One might think that being respectful to all people is a sign of weakness and I disagree vehemently. The interesting part about respect is that the more you give away, the more you get.

It takes great courage to show compassion and respect to all human beings – especially to those who look, think, and behave differently than us. We are all equal in the fact that we are all different. We are all the same in the fact that we will never be the same.

I think Deputy Simmons has the right idea. When we stop looking up to people or looking down at people, we will start to respect all people.

Thursday, October 11, 2012

The Character Trait that Sets People Apart

As a police officer, my job description has changed over the years but the one thing that still fascinates me about policing is human behavior.

I was never a psychology major in college but I have come to believe that those entering law enforcement should, at the very least, minor in behavioral science.

When I worked the street, I was puzzled by the way different people reacted to similar situations. I found myself viewing the world as a laboratory and every human encounter was an experiment in social behavior.

I started to analyze the ways in which some people reacted to a traffic ticket. Some would be extremely argumentative and rude while others would receive it politely and respectfully. Of-course you might say that a police officer’s demeanor sets the tone for the interaction and I can’t disagree so perhaps that is not the best example in sharing my observations.
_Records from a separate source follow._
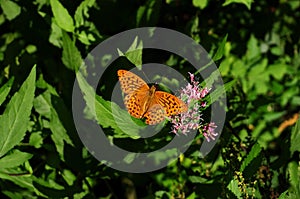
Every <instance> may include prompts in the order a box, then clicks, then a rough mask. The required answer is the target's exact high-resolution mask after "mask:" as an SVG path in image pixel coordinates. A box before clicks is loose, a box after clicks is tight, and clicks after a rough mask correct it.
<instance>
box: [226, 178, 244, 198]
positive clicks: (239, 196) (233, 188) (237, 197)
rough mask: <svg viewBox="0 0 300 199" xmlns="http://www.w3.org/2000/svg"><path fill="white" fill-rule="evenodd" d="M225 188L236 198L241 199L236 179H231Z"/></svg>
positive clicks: (238, 186)
mask: <svg viewBox="0 0 300 199" xmlns="http://www.w3.org/2000/svg"><path fill="white" fill-rule="evenodd" d="M227 188H228V189H229V190H230V191H231V192H232V193H233V194H234V195H235V196H236V197H237V198H238V199H242V193H241V190H240V188H239V185H238V181H237V180H236V179H233V180H231V181H230V183H229V184H228V186H227Z"/></svg>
I noted that when responding to traumatic incidents, some crime victims were emotionally strong while others seemed to “breakdown” when faced with a similar scenario. Although I noted that people handled death and trauma quite differently, I’ll reserve my commentary because reactions to these situations are at the core of emotion and there are many variables involved.

Rather, I’m referring to incidents where there is a notable hardship incurred but not a loss of life. For example, in responding to burglary victims, it was fascinating to have a front row seat into the layers of emotion that surface when a person was faced with this type of an invasion. Some saw it as a devastating and debilitating blow to their security and peace of mind while others put it in perspective and even found a way to be grateful that there was no human life harmed.

The character trait that sets the two extremes apart is resilience. This can be said for any event or interaction involving human beings. Why does one person fall apart when they are faced with a difficult situation while another perseveres or even thrives in times of turmoil and strife? These coping mechanisms can be seen throughout everyday life if you carefully watch the world around you.

Have you even ridden in a car with someone who becomes furious with other drivers and has fits of rage in response to their actions? This, I believe, comes from the same place that dictates coping skills in other areas of life. When we see people come unraveled by the small inconveniences in life, it is a good indication that they will have trouble coping with bigger problems.

Resilience is a skill that is taught early on. When my children get hurt and I know that it’s nothing life-threatening, I tell them to “suck it up and take the pain.” I’ve gotten curious looks from others when I’ve said this in public but the message I’m trying to convey is that you have to keep moving through discomfort.

If you are alive, it is inevitable that you will experience both physical and emotional pain at some point. How you cope with that pain is what sets you apart from those who survive and those who thrive. Ask any police officer who has been shot and had to continue to fight through the pain in order to live. In that moment, they had to either lie down and surrender or make a conscious choice to survive.

Everyday life isn’t much different. Resilience is gauged by our ability to recognize the stressful (or painful) situation and then consciously choose to maintain composure.

Having the mental fortitude to re-frame pain and place it in proper perspective can add much needed clarity. Resilience is accepting your new reality, even if you don’t believe it’s as good as the one you had before.

You can fight it or you can accept it--- and try to put together something that's better.